Cette recension a été publiée dans le numéro de printemps 2021 de Politique étrangère (n° 1/2021). Stéphane Taillat propose une analyse de l’ouvrage de Jon R. Lindsay, Information, Technology & Military Power (Cornell University Press, 2020, 304 pages).

L’émergence des technologies numériques, la complexité croissante des conflits armés, la reconfiguration du champ de bataille ont mis en lumière l’importance centrale de l’information comme moyen de gestion de l’incertitude dans les opérations militaires.

Jon R. Lindsay étudie le processus dynamique d’ajustement entre l’environnement opérationnel et stratégique d’une part (le problème externe), et l’environnement organisationnel d’autre part (la solution interne). Mettant l’accent sur le rôle de la pratique informationnelle comme effort de coordination de la connaissance et du contrôle, l’étude de Lindsay rappelle que les organisations militaires sont des ensembles sociotechniques gérant le chaos et la complexité face à un adversaire dans un contexte propice à la friction.

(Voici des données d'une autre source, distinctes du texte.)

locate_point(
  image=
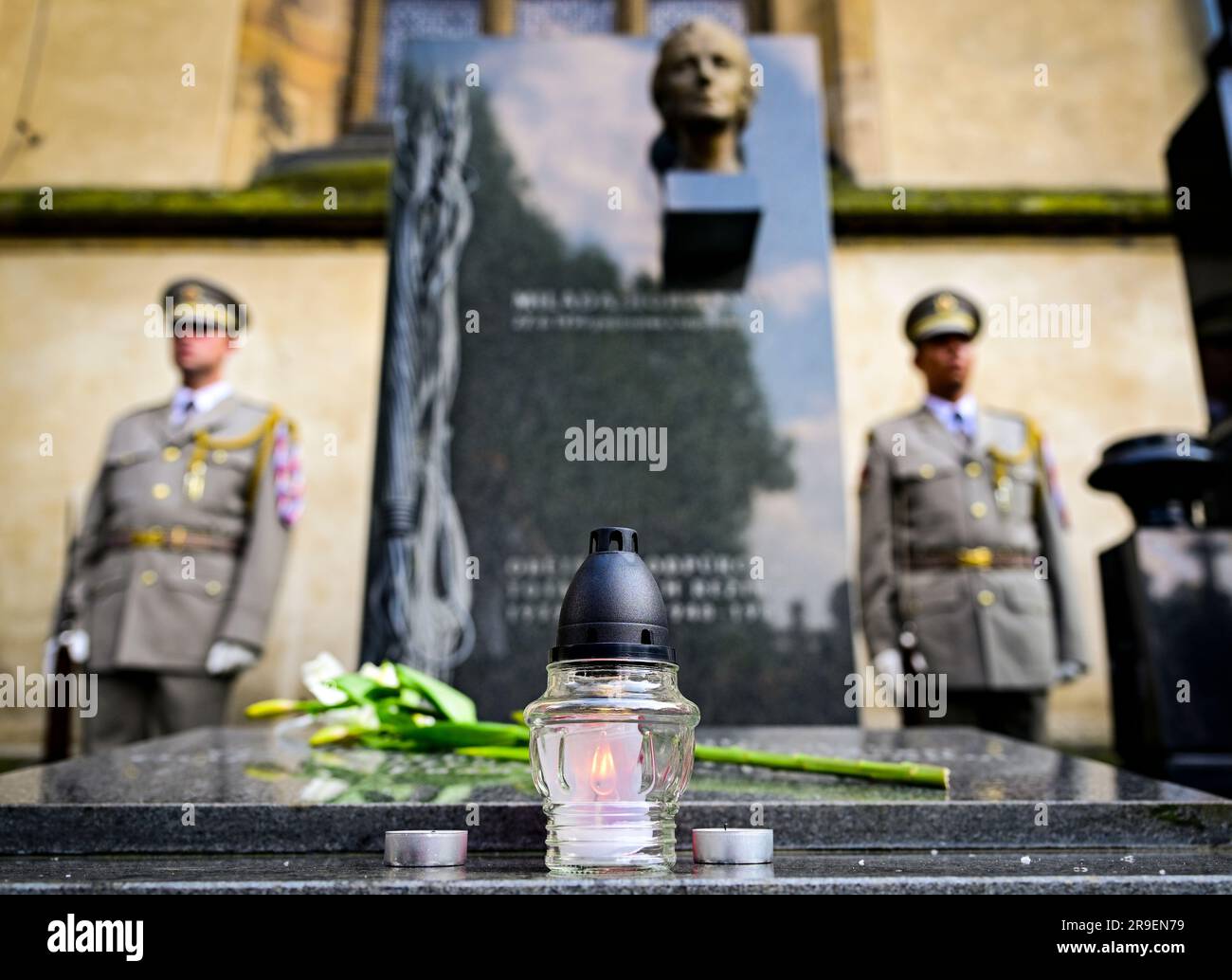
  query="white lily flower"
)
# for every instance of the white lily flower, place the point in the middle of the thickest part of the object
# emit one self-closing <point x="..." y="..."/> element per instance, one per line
<point x="318" y="672"/>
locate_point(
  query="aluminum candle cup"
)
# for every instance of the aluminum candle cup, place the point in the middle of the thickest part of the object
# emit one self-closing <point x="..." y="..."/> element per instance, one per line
<point x="611" y="740"/>
<point x="426" y="848"/>
<point x="737" y="845"/>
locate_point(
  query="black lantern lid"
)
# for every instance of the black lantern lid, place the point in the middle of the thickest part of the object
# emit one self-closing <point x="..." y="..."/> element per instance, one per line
<point x="612" y="609"/>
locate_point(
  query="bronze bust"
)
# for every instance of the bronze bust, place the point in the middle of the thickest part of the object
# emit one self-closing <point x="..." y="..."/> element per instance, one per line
<point x="703" y="91"/>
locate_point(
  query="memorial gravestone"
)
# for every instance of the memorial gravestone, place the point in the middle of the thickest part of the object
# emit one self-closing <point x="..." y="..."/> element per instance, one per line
<point x="557" y="382"/>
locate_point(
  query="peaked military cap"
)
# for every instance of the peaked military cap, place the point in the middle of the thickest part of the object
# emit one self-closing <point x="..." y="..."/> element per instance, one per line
<point x="940" y="314"/>
<point x="205" y="302"/>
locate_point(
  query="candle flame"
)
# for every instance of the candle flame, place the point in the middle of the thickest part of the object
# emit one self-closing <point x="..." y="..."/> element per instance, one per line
<point x="603" y="770"/>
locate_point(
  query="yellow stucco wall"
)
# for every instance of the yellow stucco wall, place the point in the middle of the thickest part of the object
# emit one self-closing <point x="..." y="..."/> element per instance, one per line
<point x="944" y="94"/>
<point x="70" y="324"/>
<point x="109" y="101"/>
<point x="75" y="356"/>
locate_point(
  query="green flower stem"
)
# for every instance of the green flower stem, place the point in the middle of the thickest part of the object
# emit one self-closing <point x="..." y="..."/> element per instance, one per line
<point x="888" y="771"/>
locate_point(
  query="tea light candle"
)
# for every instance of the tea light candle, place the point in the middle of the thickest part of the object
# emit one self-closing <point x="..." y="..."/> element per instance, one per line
<point x="426" y="848"/>
<point x="737" y="845"/>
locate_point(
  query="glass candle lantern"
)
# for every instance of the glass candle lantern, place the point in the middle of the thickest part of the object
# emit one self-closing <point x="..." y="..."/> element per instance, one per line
<point x="612" y="737"/>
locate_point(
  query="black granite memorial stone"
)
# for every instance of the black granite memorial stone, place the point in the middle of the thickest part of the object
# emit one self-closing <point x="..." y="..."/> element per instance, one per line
<point x="559" y="385"/>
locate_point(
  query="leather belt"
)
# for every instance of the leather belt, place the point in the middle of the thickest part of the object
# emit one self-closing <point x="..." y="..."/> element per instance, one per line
<point x="176" y="537"/>
<point x="972" y="557"/>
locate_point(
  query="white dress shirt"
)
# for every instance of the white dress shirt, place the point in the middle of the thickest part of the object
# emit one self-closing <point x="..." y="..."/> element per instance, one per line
<point x="956" y="417"/>
<point x="201" y="401"/>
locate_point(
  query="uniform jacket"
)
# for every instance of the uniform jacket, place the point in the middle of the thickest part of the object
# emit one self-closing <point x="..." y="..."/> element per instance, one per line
<point x="140" y="583"/>
<point x="923" y="492"/>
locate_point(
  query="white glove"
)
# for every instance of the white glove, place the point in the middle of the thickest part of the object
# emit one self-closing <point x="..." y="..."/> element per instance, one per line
<point x="1068" y="671"/>
<point x="226" y="657"/>
<point x="891" y="662"/>
<point x="75" y="641"/>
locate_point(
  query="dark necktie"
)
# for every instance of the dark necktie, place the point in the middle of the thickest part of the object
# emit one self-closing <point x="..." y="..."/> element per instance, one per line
<point x="960" y="430"/>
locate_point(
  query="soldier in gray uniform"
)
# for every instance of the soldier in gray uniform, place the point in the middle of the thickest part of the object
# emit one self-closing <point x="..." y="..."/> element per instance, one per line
<point x="172" y="574"/>
<point x="962" y="566"/>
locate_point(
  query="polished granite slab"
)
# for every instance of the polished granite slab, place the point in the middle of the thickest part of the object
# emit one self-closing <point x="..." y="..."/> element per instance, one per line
<point x="1115" y="872"/>
<point x="260" y="788"/>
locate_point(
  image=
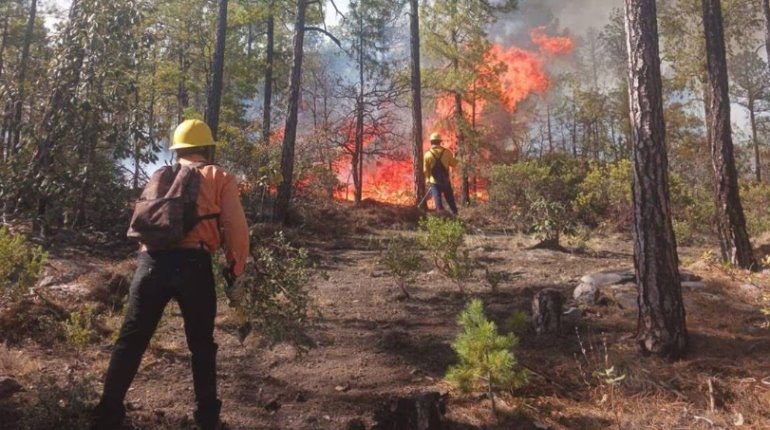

L’ouvrage procède ainsi à un travail d’analyse et de synthèse pour mieux cerner les paramètres encadrant la pratique informationnelle. Celle-ci est modélisée comme un cycle de contrôle à travers lequel l’organisation mesure son environnement, coordonne l’information (représentations et processus) et agit afin de faire coïncider l’état actuel avec l’état voulu. En second lieu, la stabilité de la pratique informationnelle est fonction du type d’environnement rencontré (contraint ou hétérogène) et du type de solution envisagée (institutionnalisée ou organique). Deux modèles sont optimaux : les pratiques découlant d’une gestion institutionnalisée dans un contexte contraint et défini ; les pratiques découlant d’une adaptation organique dans un contexte hétérogène ou émergent. Deux d’entre elles dégradent les performances : les pratiques découlant du renfermement de l’organisation sur ses procédures et ses approches préférées dans un contexte hétérogène ou nouveau ; les pratiques résultant d’adaptations organiques dispersées et mettant en péril la coordination entre les acteurs (opérations en coalition). L’auteur dynamise ce modèle en montrant qu’il s’agit de quatre phases d’un cycle structuré par la dialectique entre nécessité de réforme (pour coordonner les pratiques et les institutionnaliser) et impératif d’exploitation (pour s’adapter aux propriétés émergentes des opérations). Ainsi, il n’existe pas de système stable de pratiques informationnelles permettant de toujours être ajusté à la mission demandée, et la friction peut tout autant créer des obstacles qu’offrir des espaces de créativité. Solutions et problèmes se nourrissent donc dans un cycle de complexification croissante.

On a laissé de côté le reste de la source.